Use Your Risk Assessment to Uncover - Then Fill - Pockets of Non-Use

Use Your Risk Assessment to Uncover—Then Fill—Pockets of Non-Use

IM Rule # 8: Ignoring instant messaging may cost you more than using it.

In spite of the inherent risks, IM delivers productivity-enhancing features and capabilities that cannot be denied. Many organizations have found that it reduces costs to communicate with clients and to deliver products, services, and solutions on time and within budget. Employees who have rushed to bring IM in behind the boss’s back have often done so precisely because it is such a valuable tool for business communication.

Savvy employers may want to use screening technology and internal surveys to uncover pockets of nonuse as well as to discover unauthorized use. Determine which employees and departments are not currently using IM. Identify which nonusers would benefit most from its use. Educate targeted nonusers about the ways in which IM can help enhance productivity and communications. Then roll out your strategic IM program to ensure that all employees, including former nonusers, are accessing the organization’s authorized IM system according to clearly written rules and policies.

See Chapter 3 for details on determining the IM system that is right for your organization and employees.

Recap and IM Action Plan

  1. Instant messaging is here, and it’s here to stay. Unfortunately, it also is creating an increasingly risky environment for workplace e-communications.

  2. No organization—public or private, for-profit or not-for-profit, international giant or small business—can afford to allow employees to engage in unmanaged IM. The potential risks and costs are too great. Take strategic, preventive action now.

  3. Combine screening technology with an internal audit to uncover your organization’s electronic liabilities and the extent and nature of your employees’ IM use, abuse, and misuse.

  4. Use the information gleaned from IM screening tools and your internal survey to shape IM rules, policies, and training programs to meet the specific risks and needs of your organization and employees.

  5. Be on the lookout for nonusers who would benefit from IM, in terms of enhanced productivity and improved communications. Don’t allow those employees to be left behind by colleagues who were early IM adopters.

Chapter 3: What’s the Best Way to Manage Employees’ Instant Messaging Use?


Once you’ve screened your computer system and surveyed staff to determine the extent of your employees’ IM use (and misuse), it’s time to decide how to manage all that IM activity. Like it or not, you must take control of IM now, or risk getting blindsided by it in the future.

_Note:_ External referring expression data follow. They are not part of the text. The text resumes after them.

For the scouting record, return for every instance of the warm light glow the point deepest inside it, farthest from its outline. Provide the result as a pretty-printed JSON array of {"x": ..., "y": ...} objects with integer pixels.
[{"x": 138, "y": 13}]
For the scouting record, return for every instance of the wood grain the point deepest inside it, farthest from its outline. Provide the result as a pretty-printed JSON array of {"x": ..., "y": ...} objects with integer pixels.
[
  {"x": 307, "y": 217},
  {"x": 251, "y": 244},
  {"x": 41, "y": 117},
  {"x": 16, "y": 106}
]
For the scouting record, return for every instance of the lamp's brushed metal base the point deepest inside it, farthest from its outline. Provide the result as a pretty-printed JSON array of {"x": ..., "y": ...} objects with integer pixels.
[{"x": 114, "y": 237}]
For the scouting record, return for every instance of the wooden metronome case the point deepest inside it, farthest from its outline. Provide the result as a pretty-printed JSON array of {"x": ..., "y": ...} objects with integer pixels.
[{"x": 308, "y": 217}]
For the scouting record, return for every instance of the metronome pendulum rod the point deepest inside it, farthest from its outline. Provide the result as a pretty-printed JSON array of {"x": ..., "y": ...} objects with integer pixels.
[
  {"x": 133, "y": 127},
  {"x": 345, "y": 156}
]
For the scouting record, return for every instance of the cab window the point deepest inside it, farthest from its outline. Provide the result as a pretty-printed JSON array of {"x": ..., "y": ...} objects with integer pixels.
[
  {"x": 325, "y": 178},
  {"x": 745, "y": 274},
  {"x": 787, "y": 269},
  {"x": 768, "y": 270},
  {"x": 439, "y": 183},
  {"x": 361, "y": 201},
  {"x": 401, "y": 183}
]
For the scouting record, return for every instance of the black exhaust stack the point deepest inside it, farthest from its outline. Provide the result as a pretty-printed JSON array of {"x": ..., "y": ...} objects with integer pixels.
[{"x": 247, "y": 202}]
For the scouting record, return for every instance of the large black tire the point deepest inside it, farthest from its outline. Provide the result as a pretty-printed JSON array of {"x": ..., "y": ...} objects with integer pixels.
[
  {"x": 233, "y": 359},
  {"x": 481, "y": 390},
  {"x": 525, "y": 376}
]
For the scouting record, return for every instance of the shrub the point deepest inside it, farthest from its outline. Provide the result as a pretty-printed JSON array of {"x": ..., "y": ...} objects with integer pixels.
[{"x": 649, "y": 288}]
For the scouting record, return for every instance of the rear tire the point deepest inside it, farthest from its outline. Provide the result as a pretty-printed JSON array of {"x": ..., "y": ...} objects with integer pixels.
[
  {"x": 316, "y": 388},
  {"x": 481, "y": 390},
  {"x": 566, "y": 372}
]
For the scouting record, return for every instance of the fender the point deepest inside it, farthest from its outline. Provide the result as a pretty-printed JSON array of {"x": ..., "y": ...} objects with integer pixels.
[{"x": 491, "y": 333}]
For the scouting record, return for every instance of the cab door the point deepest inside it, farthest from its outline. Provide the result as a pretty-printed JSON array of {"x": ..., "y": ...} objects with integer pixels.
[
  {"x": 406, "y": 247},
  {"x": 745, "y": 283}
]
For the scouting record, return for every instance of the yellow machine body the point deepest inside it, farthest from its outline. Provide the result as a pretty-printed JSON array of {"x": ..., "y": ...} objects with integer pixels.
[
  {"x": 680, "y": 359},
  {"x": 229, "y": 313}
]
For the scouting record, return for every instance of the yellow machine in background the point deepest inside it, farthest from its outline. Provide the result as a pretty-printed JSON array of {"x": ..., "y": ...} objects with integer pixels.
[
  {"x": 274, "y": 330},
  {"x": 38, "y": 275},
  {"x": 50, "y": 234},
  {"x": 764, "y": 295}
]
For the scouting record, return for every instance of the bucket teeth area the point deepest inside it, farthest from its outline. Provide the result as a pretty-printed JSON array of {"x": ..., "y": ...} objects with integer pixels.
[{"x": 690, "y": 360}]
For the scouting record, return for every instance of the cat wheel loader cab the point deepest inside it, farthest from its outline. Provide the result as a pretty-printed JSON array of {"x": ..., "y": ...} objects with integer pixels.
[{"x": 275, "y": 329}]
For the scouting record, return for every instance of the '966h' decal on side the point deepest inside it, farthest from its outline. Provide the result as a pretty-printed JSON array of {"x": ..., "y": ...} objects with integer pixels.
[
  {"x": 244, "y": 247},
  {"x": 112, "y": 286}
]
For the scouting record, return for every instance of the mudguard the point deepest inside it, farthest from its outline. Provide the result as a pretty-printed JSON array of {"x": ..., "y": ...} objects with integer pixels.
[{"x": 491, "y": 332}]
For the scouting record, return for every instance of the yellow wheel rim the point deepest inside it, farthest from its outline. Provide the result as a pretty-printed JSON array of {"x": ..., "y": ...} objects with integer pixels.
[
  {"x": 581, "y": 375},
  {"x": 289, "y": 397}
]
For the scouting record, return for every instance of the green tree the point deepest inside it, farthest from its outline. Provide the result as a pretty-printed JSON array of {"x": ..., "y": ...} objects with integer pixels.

Between AOL, Yahoo!, and MSN, huge numbers of employees (probably including many of yours) are instant messaging at work. Thanks to unauthorized use, your organization’s valuable intellectual property could leave the system in an instant. Courtesy of inappropriate content, an IM-happy employee could trigger a lawsuit that costs your organization its priceless reputation and six figures in legal fees. A group of ‘‘trusted’’ managers could use IM to strategize their business plan, woo your clients, and instant message you right out of business. And thanks to IM attachments, documents are circumventing your e-mail attachment antivirus checks and possibly infecting your organization from the inside!

Responsible employers owe it to their employees, clients, shareholders, and corporate friends to manage employee IM use and keep liabilities to a minimum.

When it comes to IM management, you have four choices:

  1. Ban workplace use altogether.

  2. Exercise control over the situation by installing an in-house enterprise-grade solution to replace users’ personal IM software.

  3. Take a middle-ground approach and support employees’ use of personal IM clients with technology that helps control content, monitor use, retain business records, purge nonrecords, enhance security, and reduce risks.

  4. Limit access to employees who really need the technology to perform their jobs.